Join a team recognized for leadership, innovation and diversity Advanced Cyber Security Researcher (Penetration Testing) – Krakow, PL.
Honeywell is seeking an Advanced Cyber Security Researcher (Penetration Testing) to join growing team of leaders responsible for the establishment and maintenance of security development lifecycle best practices within Honeywell Aerospace business. This is a hybrid role, 3 days in office, 2 from home.
The Advanced Cyber Security Researcher reports to the Product Security Assurance Leader and will be responsible for assessing and evaluating the security posture of a variety of Honeywell Aerospace Products and partner technologies. This role will be responsible for security services delivery, which may include use of application, network, firmware, mobile, hardware security toolsets, detection of security defects, and remediation consultation of those weaknesses. Our services support the identification of potential attack techniques and serve as the foundation for continuously improving the product development lifecycle.
In this key position, the Advanced Cyber Security Researcher will:
Collaborate as an Individual Contributor with the Product Security Assurance Team.
Deliver Security / Penetration Testing across divers Honeywell Aerospace products, solutions and services.
Assist in the development of modular, repeatable, effective Security Testing processes.
Partner with Tools and Technology Team to select, implement, develop, and automate testing with appropriate tools.
Work with cross functional teams to develop remediation suggestions.
Report product security observations using the Honeywell standardized reporting structure.
requirements-expected :
Due to compliance with PL export control laws and regulations, candidate must be a PL Person, which is defined as, a PL citizen, a PL permanent resident, or have protected status in the PL under asylum or refugee status.
3 years demonstrated experience in penetration testing, red teaming or offensive operations.
Must be a PL or EU Citizen with the ability to obtain and maintain a security clearance.
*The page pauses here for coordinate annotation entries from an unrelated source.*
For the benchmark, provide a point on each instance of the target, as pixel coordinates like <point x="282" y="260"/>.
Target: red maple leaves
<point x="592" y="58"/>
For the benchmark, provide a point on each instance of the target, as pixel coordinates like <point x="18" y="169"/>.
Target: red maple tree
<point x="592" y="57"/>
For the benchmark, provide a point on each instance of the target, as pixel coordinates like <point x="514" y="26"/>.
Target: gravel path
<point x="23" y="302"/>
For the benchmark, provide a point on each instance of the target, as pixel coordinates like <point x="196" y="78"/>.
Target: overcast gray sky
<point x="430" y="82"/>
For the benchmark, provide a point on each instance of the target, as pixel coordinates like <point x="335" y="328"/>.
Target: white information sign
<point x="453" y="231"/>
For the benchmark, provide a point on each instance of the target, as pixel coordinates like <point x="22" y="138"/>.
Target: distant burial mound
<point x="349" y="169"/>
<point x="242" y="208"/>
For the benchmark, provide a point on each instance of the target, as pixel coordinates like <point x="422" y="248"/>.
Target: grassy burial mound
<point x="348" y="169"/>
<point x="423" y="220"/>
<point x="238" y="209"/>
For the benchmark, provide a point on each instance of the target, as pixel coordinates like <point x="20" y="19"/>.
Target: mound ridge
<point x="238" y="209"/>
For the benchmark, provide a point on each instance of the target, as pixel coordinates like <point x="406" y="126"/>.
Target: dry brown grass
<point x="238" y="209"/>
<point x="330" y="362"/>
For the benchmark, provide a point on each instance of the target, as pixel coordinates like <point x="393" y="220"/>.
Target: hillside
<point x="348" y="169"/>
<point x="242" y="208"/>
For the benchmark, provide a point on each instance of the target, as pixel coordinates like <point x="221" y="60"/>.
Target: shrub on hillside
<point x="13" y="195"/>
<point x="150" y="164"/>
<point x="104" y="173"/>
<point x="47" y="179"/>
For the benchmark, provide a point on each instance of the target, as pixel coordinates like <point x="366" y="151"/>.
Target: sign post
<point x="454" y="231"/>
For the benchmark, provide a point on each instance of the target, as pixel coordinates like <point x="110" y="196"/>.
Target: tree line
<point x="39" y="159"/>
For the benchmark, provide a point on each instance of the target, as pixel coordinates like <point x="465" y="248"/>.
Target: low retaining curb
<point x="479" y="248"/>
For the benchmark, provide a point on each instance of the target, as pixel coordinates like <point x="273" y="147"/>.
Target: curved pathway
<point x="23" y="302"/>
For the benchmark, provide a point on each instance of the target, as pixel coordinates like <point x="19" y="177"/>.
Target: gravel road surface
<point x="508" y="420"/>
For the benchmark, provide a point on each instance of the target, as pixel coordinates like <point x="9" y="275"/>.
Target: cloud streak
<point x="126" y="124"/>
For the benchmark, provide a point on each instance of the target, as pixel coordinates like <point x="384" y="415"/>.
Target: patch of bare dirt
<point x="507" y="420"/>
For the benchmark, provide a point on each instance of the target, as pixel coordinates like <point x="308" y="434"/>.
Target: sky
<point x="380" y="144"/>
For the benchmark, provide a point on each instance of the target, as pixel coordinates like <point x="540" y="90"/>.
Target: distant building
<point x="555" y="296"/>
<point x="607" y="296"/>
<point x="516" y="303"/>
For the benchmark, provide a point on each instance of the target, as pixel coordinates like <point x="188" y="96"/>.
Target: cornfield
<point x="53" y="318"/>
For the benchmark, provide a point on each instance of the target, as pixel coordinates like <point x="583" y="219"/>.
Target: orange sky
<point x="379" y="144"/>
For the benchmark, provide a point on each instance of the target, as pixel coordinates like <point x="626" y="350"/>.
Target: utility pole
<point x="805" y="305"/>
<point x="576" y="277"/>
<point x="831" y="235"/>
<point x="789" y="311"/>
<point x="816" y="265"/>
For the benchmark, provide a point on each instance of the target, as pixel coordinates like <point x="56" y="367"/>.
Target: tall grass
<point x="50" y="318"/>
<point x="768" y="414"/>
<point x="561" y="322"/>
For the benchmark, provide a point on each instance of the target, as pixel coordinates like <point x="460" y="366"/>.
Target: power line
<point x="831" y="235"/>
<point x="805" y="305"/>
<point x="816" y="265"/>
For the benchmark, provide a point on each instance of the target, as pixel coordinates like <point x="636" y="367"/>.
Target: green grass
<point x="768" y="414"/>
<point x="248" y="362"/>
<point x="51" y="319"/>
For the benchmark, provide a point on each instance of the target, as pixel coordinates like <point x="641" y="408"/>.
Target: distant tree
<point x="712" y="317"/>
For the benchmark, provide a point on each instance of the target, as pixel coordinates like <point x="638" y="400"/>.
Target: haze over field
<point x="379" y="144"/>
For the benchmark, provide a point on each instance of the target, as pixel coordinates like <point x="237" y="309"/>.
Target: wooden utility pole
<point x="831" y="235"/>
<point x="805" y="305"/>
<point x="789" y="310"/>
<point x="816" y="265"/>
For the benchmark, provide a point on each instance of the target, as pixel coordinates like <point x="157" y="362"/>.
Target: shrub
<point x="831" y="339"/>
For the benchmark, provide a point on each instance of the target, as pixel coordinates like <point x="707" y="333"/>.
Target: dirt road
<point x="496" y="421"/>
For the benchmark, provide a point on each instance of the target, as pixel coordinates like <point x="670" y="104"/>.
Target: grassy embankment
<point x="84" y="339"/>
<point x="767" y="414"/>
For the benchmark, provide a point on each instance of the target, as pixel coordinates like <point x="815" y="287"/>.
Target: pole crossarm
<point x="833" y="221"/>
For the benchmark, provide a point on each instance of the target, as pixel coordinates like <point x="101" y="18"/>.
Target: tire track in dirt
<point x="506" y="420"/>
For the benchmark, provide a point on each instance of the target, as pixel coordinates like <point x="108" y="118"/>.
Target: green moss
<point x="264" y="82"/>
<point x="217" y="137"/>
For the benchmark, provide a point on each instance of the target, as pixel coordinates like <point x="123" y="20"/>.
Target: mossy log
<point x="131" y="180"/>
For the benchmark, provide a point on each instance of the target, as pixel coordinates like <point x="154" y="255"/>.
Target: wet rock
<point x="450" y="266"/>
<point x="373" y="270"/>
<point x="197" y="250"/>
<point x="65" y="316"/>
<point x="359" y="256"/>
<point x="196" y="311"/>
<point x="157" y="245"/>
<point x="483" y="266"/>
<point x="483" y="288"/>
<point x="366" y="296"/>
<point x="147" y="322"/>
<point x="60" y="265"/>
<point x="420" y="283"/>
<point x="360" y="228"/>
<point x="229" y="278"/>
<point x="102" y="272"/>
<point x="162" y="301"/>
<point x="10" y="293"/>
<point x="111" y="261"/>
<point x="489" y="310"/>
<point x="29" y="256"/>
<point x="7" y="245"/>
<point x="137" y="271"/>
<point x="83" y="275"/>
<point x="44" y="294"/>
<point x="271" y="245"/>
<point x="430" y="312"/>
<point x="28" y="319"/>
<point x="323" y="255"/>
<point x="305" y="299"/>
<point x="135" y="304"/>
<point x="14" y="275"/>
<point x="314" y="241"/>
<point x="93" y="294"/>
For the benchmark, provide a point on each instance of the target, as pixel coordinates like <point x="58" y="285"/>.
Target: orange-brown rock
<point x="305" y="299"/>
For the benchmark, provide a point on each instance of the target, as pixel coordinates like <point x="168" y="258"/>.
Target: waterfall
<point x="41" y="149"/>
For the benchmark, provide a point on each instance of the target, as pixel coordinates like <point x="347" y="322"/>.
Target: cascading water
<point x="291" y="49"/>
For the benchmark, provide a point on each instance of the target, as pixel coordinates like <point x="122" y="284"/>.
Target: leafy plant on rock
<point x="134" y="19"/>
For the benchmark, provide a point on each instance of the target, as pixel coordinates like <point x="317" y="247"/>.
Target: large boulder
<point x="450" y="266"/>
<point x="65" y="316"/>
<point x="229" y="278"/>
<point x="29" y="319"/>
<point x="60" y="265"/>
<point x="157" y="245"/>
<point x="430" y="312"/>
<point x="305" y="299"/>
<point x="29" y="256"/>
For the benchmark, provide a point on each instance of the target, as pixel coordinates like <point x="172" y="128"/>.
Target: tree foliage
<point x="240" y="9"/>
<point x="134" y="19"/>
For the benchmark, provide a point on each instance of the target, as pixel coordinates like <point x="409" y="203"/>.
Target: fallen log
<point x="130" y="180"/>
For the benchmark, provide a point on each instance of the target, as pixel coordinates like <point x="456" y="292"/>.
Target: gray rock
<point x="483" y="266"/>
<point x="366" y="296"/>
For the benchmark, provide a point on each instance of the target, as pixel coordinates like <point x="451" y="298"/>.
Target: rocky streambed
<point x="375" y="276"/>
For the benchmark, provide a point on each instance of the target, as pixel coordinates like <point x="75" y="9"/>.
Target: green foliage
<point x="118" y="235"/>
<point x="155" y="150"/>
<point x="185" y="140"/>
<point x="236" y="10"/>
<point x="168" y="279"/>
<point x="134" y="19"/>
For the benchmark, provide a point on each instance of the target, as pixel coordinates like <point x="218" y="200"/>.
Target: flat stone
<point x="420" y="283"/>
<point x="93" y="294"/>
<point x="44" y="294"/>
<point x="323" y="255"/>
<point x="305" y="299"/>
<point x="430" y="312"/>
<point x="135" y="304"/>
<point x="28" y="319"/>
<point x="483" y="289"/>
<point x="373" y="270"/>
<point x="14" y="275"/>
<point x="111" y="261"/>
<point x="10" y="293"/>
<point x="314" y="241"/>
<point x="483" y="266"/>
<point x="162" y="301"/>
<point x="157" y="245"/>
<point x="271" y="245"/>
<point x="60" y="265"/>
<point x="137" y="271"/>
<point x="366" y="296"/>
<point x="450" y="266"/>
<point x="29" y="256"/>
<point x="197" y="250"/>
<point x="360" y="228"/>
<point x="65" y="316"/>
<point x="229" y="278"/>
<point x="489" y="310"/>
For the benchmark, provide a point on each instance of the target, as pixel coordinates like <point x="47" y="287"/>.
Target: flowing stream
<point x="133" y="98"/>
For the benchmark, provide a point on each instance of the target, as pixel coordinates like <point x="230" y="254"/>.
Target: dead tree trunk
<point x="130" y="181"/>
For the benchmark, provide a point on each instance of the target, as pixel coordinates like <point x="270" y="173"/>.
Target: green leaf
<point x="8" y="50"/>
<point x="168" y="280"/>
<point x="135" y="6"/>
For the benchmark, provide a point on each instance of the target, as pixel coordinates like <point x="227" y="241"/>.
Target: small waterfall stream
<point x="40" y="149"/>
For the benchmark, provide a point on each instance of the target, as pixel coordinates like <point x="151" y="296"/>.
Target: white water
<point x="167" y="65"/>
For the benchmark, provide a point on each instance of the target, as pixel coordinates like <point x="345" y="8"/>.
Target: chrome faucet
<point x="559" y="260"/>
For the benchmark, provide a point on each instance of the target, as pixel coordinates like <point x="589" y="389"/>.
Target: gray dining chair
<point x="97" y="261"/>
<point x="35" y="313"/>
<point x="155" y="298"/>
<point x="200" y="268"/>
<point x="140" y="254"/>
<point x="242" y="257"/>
Exposure to hardware, embedded systems, IoT, and ICS/SCADA security testing.
Understanding of application protocols, development, and common attack vectors.
Good cybersecurity capabilities and strong software engineering skills.
Experience with security testing at Layer One of the OSI Model and concepts such as: logic analysis, electric diagram analysis, UART, JTAG, SPI, and firmware analysis and debugging.
Scripting experience in Python, PowerShell and Bash preferred.
Basic understanding of security by design principles and architecture level security concepts.